A group of 16 people bought tickets to a museum. They paid a total of $56. Each adult ticket costs $4 and each child ticket costs $2. Formulate and solve a system of equations to determine how many adult tickets and child tickets did they buy.
A: 4 adult tickets, 12 child tickets
B: 8 adult tickets, 8 child tickets
C: 10 adult tickets, 6 child tickets
D: 12 adult tickets, 4 child tickets
Let's denote the number of adult tickets by A and the number of child tickets by C.
From the given information, we can form the following system of equations:
1) A + C = 16 (equation representing the total number of tickets bought)
2) 4A + 2C = 56 (equation representing the total cost of the tickets)

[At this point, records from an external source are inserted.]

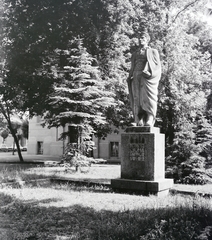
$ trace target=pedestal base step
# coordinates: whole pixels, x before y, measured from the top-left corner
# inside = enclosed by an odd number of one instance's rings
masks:
[[[143,195],[154,194],[157,196],[167,195],[173,186],[173,179],[160,179],[158,181],[111,179],[111,187],[122,192],[138,192]]]

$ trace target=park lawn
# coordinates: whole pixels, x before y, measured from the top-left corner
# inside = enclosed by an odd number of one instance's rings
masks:
[[[113,193],[104,187],[23,186],[0,189],[0,206],[4,240],[212,236],[211,200],[197,196],[158,198]]]
[[[1,181],[20,182],[0,189],[0,239],[210,239],[210,198],[184,195],[138,196],[104,186],[48,184],[22,180],[44,177],[117,178],[119,165],[94,165],[74,173],[58,167],[7,170]],[[182,185],[181,185],[182,186]]]

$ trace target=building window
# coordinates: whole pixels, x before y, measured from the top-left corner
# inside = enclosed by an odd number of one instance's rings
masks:
[[[37,154],[43,154],[43,142],[37,142]]]
[[[69,143],[78,143],[78,128],[69,126],[68,127],[69,131]]]
[[[119,142],[110,142],[110,157],[119,156]]]

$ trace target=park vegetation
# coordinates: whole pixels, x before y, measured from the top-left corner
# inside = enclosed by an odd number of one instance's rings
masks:
[[[205,183],[211,160],[212,26],[206,0],[1,0],[1,101],[70,124],[89,142],[130,121],[126,79],[147,29],[163,74],[156,126],[166,172]],[[62,136],[62,137],[65,137]]]

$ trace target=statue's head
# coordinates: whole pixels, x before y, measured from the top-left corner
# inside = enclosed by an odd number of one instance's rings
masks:
[[[149,43],[149,41],[150,41],[150,36],[149,36],[149,34],[148,34],[148,32],[146,32],[146,31],[144,31],[144,32],[141,32],[140,34],[139,34],[139,43],[141,44],[141,45],[148,45],[148,43]]]

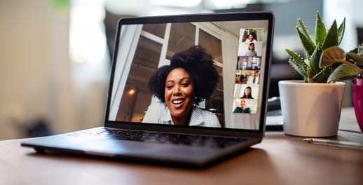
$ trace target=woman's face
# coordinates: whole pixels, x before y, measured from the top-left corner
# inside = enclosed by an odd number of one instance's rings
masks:
[[[245,98],[241,99],[241,108],[245,109],[246,107],[247,100]]]
[[[165,81],[164,97],[174,123],[175,119],[189,120],[193,104],[193,81],[185,69],[176,68],[169,73]]]
[[[248,39],[250,41],[252,41],[254,40],[254,36],[252,34],[249,34],[248,35]]]
[[[245,90],[245,94],[247,96],[251,94],[251,89],[246,88],[246,90]]]

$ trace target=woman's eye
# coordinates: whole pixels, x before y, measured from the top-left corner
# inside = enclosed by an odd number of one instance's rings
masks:
[[[183,87],[188,87],[188,86],[189,86],[189,84],[190,84],[189,83],[183,83],[182,84],[182,85],[183,85]]]

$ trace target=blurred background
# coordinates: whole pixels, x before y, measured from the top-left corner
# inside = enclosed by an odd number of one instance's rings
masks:
[[[269,97],[277,82],[301,78],[285,48],[302,53],[295,32],[313,35],[346,18],[345,50],[363,42],[360,0],[0,0],[0,139],[102,125],[117,20],[122,17],[233,11],[275,15]],[[351,106],[347,85],[344,106]]]

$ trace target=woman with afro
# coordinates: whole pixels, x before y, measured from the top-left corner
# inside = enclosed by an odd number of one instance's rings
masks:
[[[220,127],[216,115],[196,105],[209,99],[219,74],[212,56],[199,46],[174,55],[170,64],[158,68],[149,88],[159,101],[149,107],[144,123]]]

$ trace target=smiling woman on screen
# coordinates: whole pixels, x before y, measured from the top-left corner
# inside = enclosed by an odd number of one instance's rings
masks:
[[[150,78],[149,88],[159,101],[151,103],[142,122],[220,127],[214,114],[197,107],[210,97],[218,78],[212,56],[202,47],[176,53]]]

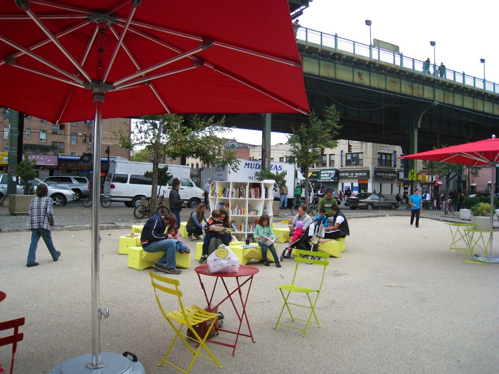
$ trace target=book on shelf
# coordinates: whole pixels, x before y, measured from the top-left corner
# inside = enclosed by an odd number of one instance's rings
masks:
[[[273,239],[269,238],[268,236],[263,236],[263,237],[265,239],[265,240],[266,240],[266,241],[265,242],[265,245],[268,246],[270,245],[271,244],[273,244],[276,240],[277,240],[280,237],[280,235],[279,235],[278,236],[274,238]]]

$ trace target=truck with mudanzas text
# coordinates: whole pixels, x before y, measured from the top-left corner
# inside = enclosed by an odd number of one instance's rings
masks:
[[[258,180],[258,174],[261,169],[261,163],[254,160],[240,160],[239,169],[237,171],[229,170],[228,167],[205,168],[202,175],[202,185],[204,186],[208,180],[212,181],[228,181],[229,182],[251,182]],[[294,197],[294,187],[297,183],[302,187],[302,197],[305,196],[305,177],[301,173],[296,170],[294,165],[287,163],[270,162],[270,171],[280,173],[286,171],[286,186],[287,187],[288,207],[293,206]],[[309,192],[312,193],[312,186],[309,182]],[[278,200],[280,197],[278,189],[274,190],[274,199]]]

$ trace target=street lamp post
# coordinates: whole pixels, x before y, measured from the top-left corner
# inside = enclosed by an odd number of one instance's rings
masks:
[[[366,20],[366,25],[369,26],[369,58],[372,59],[373,58],[373,43],[372,37],[371,35],[371,25],[372,22],[370,19]]]
[[[437,58],[435,53],[435,45],[436,43],[434,41],[430,41],[430,45],[433,47],[433,76],[437,76]]]
[[[485,89],[485,59],[481,58],[480,62],[484,64],[484,89]]]

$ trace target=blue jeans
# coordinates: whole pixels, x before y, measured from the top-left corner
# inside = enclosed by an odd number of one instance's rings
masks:
[[[196,234],[197,235],[203,235],[203,228],[198,227],[197,226],[190,226],[186,227],[186,230],[189,235]]]
[[[172,214],[174,214],[176,217],[177,217],[177,227],[180,227],[180,211],[171,211]]]
[[[282,206],[284,209],[287,209],[287,195],[281,195],[280,199],[279,200],[279,206]]]
[[[277,264],[279,262],[279,257],[277,257],[277,253],[275,251],[275,247],[274,246],[273,243],[267,246],[264,243],[259,242],[258,245],[261,247],[261,258],[263,259],[263,261],[267,260],[267,248],[268,248],[270,250],[270,253],[272,253],[275,263]]]
[[[28,259],[26,264],[32,264],[36,259],[36,248],[38,247],[38,241],[40,237],[43,238],[48,251],[50,252],[52,258],[54,261],[57,261],[59,258],[57,251],[54,247],[54,243],[52,242],[52,236],[50,230],[44,228],[35,228],[31,230],[31,242],[29,244],[29,251],[28,252]]]
[[[177,260],[175,259],[177,243],[173,239],[165,239],[163,240],[153,241],[144,248],[144,250],[146,252],[166,251],[166,253],[157,262],[169,268],[175,267],[177,264]]]

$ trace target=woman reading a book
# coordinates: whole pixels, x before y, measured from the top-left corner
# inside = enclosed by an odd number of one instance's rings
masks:
[[[270,219],[267,214],[262,214],[258,220],[258,224],[255,227],[253,237],[258,240],[258,245],[261,247],[261,257],[263,259],[263,264],[265,266],[270,266],[268,261],[267,261],[268,248],[270,250],[270,253],[274,257],[275,266],[280,267],[279,257],[277,257],[277,253],[275,251],[275,247],[274,246],[272,240],[274,238],[274,231],[272,229],[272,226],[270,226]]]

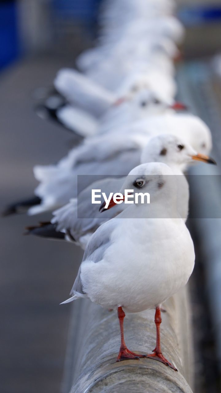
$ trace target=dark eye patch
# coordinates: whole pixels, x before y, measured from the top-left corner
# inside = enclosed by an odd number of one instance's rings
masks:
[[[164,147],[160,153],[160,156],[166,156],[167,153],[167,150],[166,147]]]
[[[142,182],[142,184],[140,185],[138,184],[138,183],[140,183],[140,182]],[[135,180],[133,183],[133,185],[134,186],[134,187],[136,187],[136,188],[141,188],[141,187],[142,187],[144,185],[144,179],[142,179],[142,178],[141,178],[138,181],[137,180]]]

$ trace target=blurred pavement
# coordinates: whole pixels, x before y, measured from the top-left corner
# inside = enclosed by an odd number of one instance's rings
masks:
[[[1,210],[32,195],[35,164],[55,162],[67,151],[71,134],[38,118],[33,93],[72,65],[63,57],[38,57],[0,75]],[[48,218],[0,218],[1,393],[60,390],[70,307],[59,303],[68,296],[83,252],[23,235],[26,226]]]

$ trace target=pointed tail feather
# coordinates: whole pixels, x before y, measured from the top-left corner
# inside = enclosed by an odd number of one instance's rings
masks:
[[[78,296],[76,296],[76,295],[74,295],[72,297],[70,298],[69,299],[67,299],[66,300],[64,300],[64,301],[63,301],[62,303],[60,303],[60,304],[66,304],[66,303],[70,303],[71,301],[72,301],[73,300],[76,300],[77,299],[79,299]]]

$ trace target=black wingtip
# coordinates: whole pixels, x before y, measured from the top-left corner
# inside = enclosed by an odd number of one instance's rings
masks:
[[[7,217],[13,214],[25,213],[29,208],[32,206],[35,206],[36,205],[40,205],[41,202],[41,199],[39,196],[32,196],[28,199],[9,205],[2,212],[1,215],[2,217]]]
[[[26,231],[24,233],[25,236],[33,235],[40,237],[55,240],[64,240],[65,239],[65,233],[57,230],[56,224],[50,222],[39,222],[38,225],[27,226],[25,230]]]

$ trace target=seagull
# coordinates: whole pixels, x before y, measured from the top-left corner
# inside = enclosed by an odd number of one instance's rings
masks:
[[[161,134],[180,136],[196,151],[207,155],[212,148],[211,133],[199,118],[190,114],[168,113],[114,128],[113,131],[85,140],[55,165],[36,165],[34,174],[39,184],[35,190],[37,203],[26,209],[30,215],[52,211],[68,203],[94,181],[107,175],[128,173],[140,163],[142,149],[150,139]],[[77,184],[77,175],[81,176]],[[34,201],[34,199],[32,200]],[[22,204],[24,211],[25,200]],[[16,208],[15,208],[16,207]],[[19,210],[18,203],[6,208],[6,211]]]
[[[150,204],[138,200],[97,230],[86,247],[72,297],[61,304],[86,298],[105,308],[117,309],[121,336],[117,361],[147,357],[177,371],[162,354],[160,307],[186,284],[195,254],[190,233],[177,211],[173,174],[162,163],[142,164],[131,171],[121,191],[135,188],[149,193]],[[124,341],[125,312],[152,309],[156,310],[156,347],[151,353],[137,354]]]
[[[129,113],[133,109],[134,103],[136,108],[138,100],[136,96],[141,90],[142,94],[149,95],[147,101],[150,101],[151,103],[150,98],[152,97],[160,102],[170,104],[174,101],[176,90],[173,79],[153,69],[149,70],[148,72],[134,72],[133,70],[121,81],[120,87],[118,86],[114,92],[102,88],[78,72],[69,69],[59,71],[54,84],[57,90],[67,101],[66,104],[59,105],[55,111],[57,121],[68,129],[84,137],[99,132],[104,122],[110,116],[112,117],[115,116],[116,122],[122,107],[123,111],[125,112],[126,108]],[[47,104],[48,101],[48,99],[44,106],[47,110],[51,111]],[[151,108],[148,111],[143,112],[147,115],[151,113]],[[53,116],[54,120],[54,109]]]
[[[215,164],[212,158],[197,154],[190,146],[174,135],[161,135],[151,138],[143,149],[141,163],[161,162],[172,170],[178,183],[177,209],[180,217],[186,221],[188,211],[189,186],[183,175],[188,167],[196,160]],[[77,198],[53,212],[54,217],[50,222],[41,222],[39,226],[27,227],[28,233],[43,237],[65,239],[74,242],[83,250],[94,231],[104,222],[116,217],[127,205],[116,205],[111,209],[105,209],[99,213],[97,204],[91,203],[92,189],[100,189],[109,195],[117,192],[121,188],[126,176],[112,176],[92,183],[80,192]],[[103,201],[102,198],[102,202]],[[87,211],[85,215],[85,211]]]

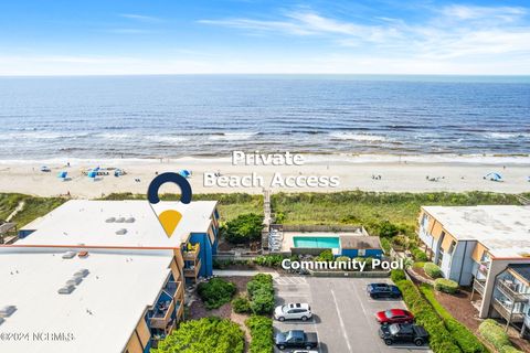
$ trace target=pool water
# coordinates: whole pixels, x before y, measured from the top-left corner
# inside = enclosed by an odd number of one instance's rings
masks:
[[[295,247],[308,248],[339,248],[339,238],[336,236],[294,236]]]

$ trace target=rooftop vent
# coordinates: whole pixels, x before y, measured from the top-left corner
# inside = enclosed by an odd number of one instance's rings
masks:
[[[9,318],[15,311],[17,311],[15,306],[6,306],[0,309],[0,318]]]
[[[82,276],[74,276],[66,281],[67,286],[77,286],[83,280]]]
[[[75,254],[75,252],[66,252],[63,254],[63,258],[74,258]]]
[[[86,268],[80,269],[74,274],[75,277],[86,277],[88,276],[89,271]]]
[[[60,295],[70,295],[71,292],[73,292],[75,289],[75,286],[72,286],[72,285],[65,285],[64,287],[61,287],[59,290],[57,290],[57,293]]]

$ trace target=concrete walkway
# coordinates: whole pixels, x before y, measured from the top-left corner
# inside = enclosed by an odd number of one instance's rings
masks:
[[[279,274],[276,271],[258,271],[258,270],[231,270],[231,269],[214,269],[213,276],[219,277],[237,277],[237,276],[246,276],[252,277],[257,274],[268,274],[273,276],[273,278],[279,277]]]

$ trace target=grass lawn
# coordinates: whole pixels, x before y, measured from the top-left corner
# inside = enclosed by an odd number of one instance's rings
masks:
[[[18,224],[19,228],[60,206],[66,199],[34,197],[23,194],[0,193],[0,220],[6,220],[22,201],[24,202],[24,207],[11,220]]]
[[[520,204],[515,195],[489,192],[468,193],[277,193],[273,210],[284,224],[356,224],[372,233],[377,224],[389,221],[412,234],[421,205],[465,206]]]

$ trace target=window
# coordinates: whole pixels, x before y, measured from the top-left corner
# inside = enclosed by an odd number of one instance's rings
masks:
[[[449,249],[447,250],[447,254],[453,254],[455,252],[455,247],[456,247],[456,242],[455,240],[451,242],[451,246],[449,246]]]

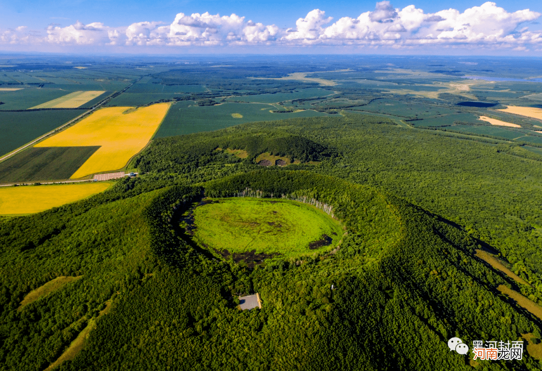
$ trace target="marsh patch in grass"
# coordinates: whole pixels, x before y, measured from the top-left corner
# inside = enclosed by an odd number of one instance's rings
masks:
[[[198,203],[183,215],[181,227],[223,258],[256,264],[332,250],[343,232],[339,221],[312,206],[250,197]]]

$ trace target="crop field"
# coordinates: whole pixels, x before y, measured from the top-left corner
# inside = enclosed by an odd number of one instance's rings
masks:
[[[269,112],[276,109],[273,106],[260,103],[224,103],[216,106],[187,107],[186,102],[180,101],[172,106],[156,136],[170,137],[210,131],[256,121],[330,116],[311,110],[286,113]],[[232,113],[238,113],[243,117],[233,117]]]
[[[186,94],[188,93],[203,93],[207,91],[201,85],[165,85],[163,84],[152,82],[141,83],[142,79],[134,84],[126,93],[152,93],[158,94]]]
[[[48,102],[34,106],[30,109],[37,110],[42,108],[77,108],[81,107],[87,102],[96,98],[105,93],[100,90],[91,90],[88,91],[78,91],[61,97],[60,98],[49,100]]]
[[[80,110],[22,112],[0,111],[0,132],[2,138],[0,140],[0,156],[54,130],[83,112]]]
[[[157,102],[160,99],[173,99],[178,97],[178,94],[158,94],[152,93],[123,93],[108,102],[108,107],[122,107],[125,106],[141,106]]]
[[[506,109],[499,110],[504,112],[520,114],[522,116],[532,117],[533,118],[542,120],[542,108],[533,107],[517,107],[515,106],[507,106]]]
[[[169,104],[161,103],[135,110],[131,107],[98,110],[35,146],[100,146],[72,178],[121,169],[147,145],[169,107]]]
[[[483,121],[486,121],[492,125],[500,125],[501,126],[509,126],[510,127],[521,127],[521,125],[518,125],[517,124],[512,124],[511,123],[507,123],[505,121],[501,121],[500,120],[497,120],[496,119],[492,119],[491,117],[487,117],[486,116],[480,116],[480,119]]]
[[[0,183],[68,179],[99,148],[30,148],[0,162]]]
[[[275,94],[259,94],[254,95],[242,97],[231,97],[226,100],[235,102],[249,102],[250,103],[278,103],[286,100],[300,99],[301,98],[325,97],[333,94],[331,90],[321,88],[308,88],[300,89],[292,93],[276,93]]]
[[[39,213],[103,192],[111,184],[100,182],[2,187],[0,188],[0,215]]]
[[[15,91],[0,91],[0,110],[28,110],[51,99],[65,95],[66,92],[59,89],[25,88]]]
[[[410,119],[424,118],[437,115],[448,115],[455,114],[457,112],[444,107],[386,98],[377,99],[365,106],[349,109],[373,112]]]
[[[513,139],[525,135],[522,133],[515,130],[488,125],[454,125],[453,126],[447,127],[446,129],[450,130],[457,130],[465,133],[472,133],[475,135],[482,134],[500,137],[507,139]]]
[[[528,142],[531,143],[537,143],[542,144],[542,137],[533,137],[528,135],[518,138],[518,142]]]
[[[478,119],[478,116],[472,113],[454,113],[439,117],[425,118],[418,121],[409,121],[408,123],[409,125],[414,125],[416,126],[442,126],[453,125],[456,121],[472,123],[473,124],[482,123]]]
[[[308,254],[334,247],[344,232],[340,223],[321,210],[280,199],[220,199],[196,207],[193,213],[194,239],[229,253]],[[324,235],[332,241],[309,247]]]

To solve the system, we can use the method of substitution or elimination.
Let's use the method of substitution:
From equation 1, we can express A in terms of C as A = 16 - C.
Substituting this value of A into equation 2, we get:
4(16 - C) + 2C = 56
64 - 4C + 2C = 56
64 - 2C = 56
-2C = -8
C = 4
Substituting the value of C back into equation 1, we can find A:
A + 4 = 16
A = 12
Therefore, they bought 12 adult tickets and 4 child tickets.
The answer is option D: 12 adult tickets, 4 child tickets.